Now, in 1962, earning five times that amount, and knowing that he would earn more, Gruson anticipated his return to a city that suited his sophisticated taste far more than had Bonn during the last four years. Gruson was one who not only liked to cover the world—he liked to live in it, to enjoy it, to luxuriate whenever possible in fashionable places with fashionable people. But this attitude of apparent frivolity, the legend of his race horses in Mexico, his penchant for good wine, his reply to the lady who had inquired about his secret ambition (“I’d like to become the Perfect Weekend Guest”), had obscured the fact that Gruson was a first-rate reporter, and that he also had another ambition. Gruson in 1962 wanted very much to become a United States citizen. A special bill had been introduced in the House by Francis Walter and in the Senate by Kenneth Keating to waive Gruson’s residential requirements, the effect of which would have been to enable him to be sworn in as a citizen immediately after the bill had passed. But the bill was being blocked. He did not know who was blocking it, but he had certain suspicions—thoughts that he kept largely to himself because to express them might leave him open to charges of paranoiac grandeur. But he sometimes truly believed that the bill was being blocked on orders from President Kennedy himself.

This would seem absurd only to those who underestimated Kennedy’s interest in the press, and the lengths that he would sometimes go to demonstrate his displeasure with certain critical journalists; and there was good reason to believe in 1962 that President Kennedy was very displeased with Gruson’s reporting from Bonn.

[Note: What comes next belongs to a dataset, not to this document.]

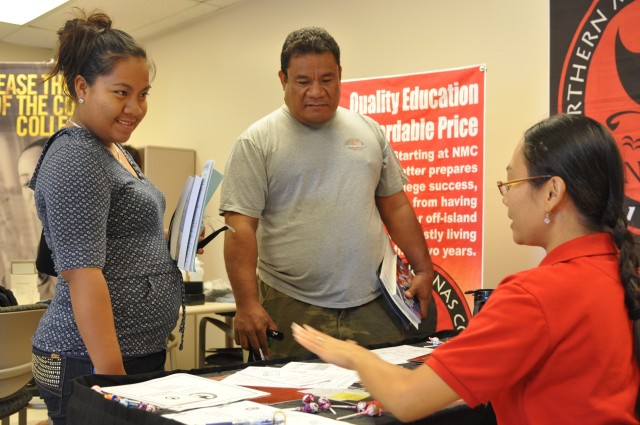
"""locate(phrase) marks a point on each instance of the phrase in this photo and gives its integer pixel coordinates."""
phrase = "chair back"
(17, 326)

In the spring of 1961, after Gruson had described the
new Administration’s policy toward Germany as undiplomatic—defining the policy as an attempt not to become too dependent on Chancellor Konrad Adenauer and the Germans, and adding that this policy might have serious repercussions in Germany if it succeeded—Kennedy became infuriated, complaining to another correspondent in Washington that he could “not understand a Jew being a spokesman for the Germans.” There were other stories, too, that disconcerted the President, and when Robert F. Kennedy, visiting Paris, had been introduced to
The Times
’ Robert Doty, Kennedy was overheard to remark, “I hope he’s not like that bastard Gruson.”

And so when the White House press secretary, Pierre Salinger, was in Bonn, and when Gruson and the other American correspondents were invited by a United States Embassy official to join Salinger for drinks, Gruson refused, revealing to his host his suspicions about the Kennedys’ role in withholding his citizenship—half doubting it as he admitted it, yet reassuring himself that the Kennedy people were indeed capable of doing such a thing.

On the evening of Salinger’s arrival, Gruson received a call at home from a friend in the Embassy saying that Salinger wanted to come to Gruson’s home and discuss the matter; which he did. Salinger ridiculed the notion that President Kennedy had done anything to delay the bill’s passage, but he promised to discuss it with the President when he telephoned him the following day. Salinger did this at great length, according to what Gruson heard later from his friends in the Embassy, and soon the matter was receiving close attention in Washington from Kennedy’s aides. They discovered that the bill was not being blocked by anyone influenced by the White House but possibly by forces under Senator James O. Eastland, the Mississippian who had shown interest in
The Times
during the subcommittee investigation of communism and the press in 1955 and 1956. To draw any relationship between Eastland’s feud with
The Times
in the Fifties and Eastland-Gruson in 1962 would be pure conjecture. Nor could it be proven that Eastland had the slightest interest in slowing down the Gruson bill—or even knew who Gruson was. But in any event, the Gruson bill was soon pried loose, and, in September of 1962, it quickly passed both Houses, and Sydney Gruson became a citizen.